血液、血清、血漿、或いは体液等を試料或いは検体とする分析方法には、抗原抗体反応に基づく結合を利用して、試料中のホルモン、腫瘍マーカ、感染症病原体マーカ、感染抗体等の微量物質を定性的或いは定量的に検出する方法が知られている。しかしながら、抗原抗体反応を利用した分析方法では、試料中に分析対象の物質が高濃度に含まれる場合には、分析結果の数値が実際の値よりも低くなってしまう現象(ゾーン現象やフック現象などと呼ばれる現象)が生じる場合がある。

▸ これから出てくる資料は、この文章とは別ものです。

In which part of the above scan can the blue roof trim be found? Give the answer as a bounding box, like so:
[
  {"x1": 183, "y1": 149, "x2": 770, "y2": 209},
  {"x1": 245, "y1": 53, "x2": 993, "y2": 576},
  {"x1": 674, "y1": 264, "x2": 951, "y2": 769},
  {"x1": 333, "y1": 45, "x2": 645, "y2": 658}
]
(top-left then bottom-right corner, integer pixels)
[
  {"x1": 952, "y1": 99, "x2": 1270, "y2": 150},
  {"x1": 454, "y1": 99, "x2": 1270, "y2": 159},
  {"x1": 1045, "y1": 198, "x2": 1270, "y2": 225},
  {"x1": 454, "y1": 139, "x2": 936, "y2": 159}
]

このようなゾーン現象に関し、例えば、特許文献1(特表2010−520461号公報)には、プロゾーン現象などのイムノアッセイ定量妨害の影響を低減することにより検体濃度の正確且つ簡単な改良型定量的測定を可能にすることを目的として、試験試料中に存在する該当検体を捕捉抗体により捕捉し、捕捉抗体と検体と第1の抗体コンジュゲートの複合体を形成し、混合物から未結合検体の除去後に該当検体と結合する第2の抗体コンジュゲートを加えることにより検体を抗体コンジュゲートにより検出するイムノアッセイに関する技術が開示されている。
ところで、ゾーン現象やフック現象などの回避を目的の一つとした方法としては、いわゆる抗原抗体法の2ステップ反応(2ステップ法)が知られている。一般的に、2ステップ反応では、固相と捕捉抗体や捕捉抗原と試料とを混合し、分析対象物と捕捉抗体との結合物を形成させた後に洗浄を行い、未結合の試料成分および分析対象物を除去し(bound/free分離)、さらに標識抗体を加えて捕捉抗体―分析対象物―標識抗体のサンドイッチを形成させた後に洗浄を行って標識抗体に由来する発光等を検出し分析対象物量あるいは濃度を計測する。この2ステップ反応では、1回目の洗浄により未結合の分析対象物が除去されるので、標識抗体の結合の阻害が抑制され、したがって、ゾーン現象が起こりにくいとされている。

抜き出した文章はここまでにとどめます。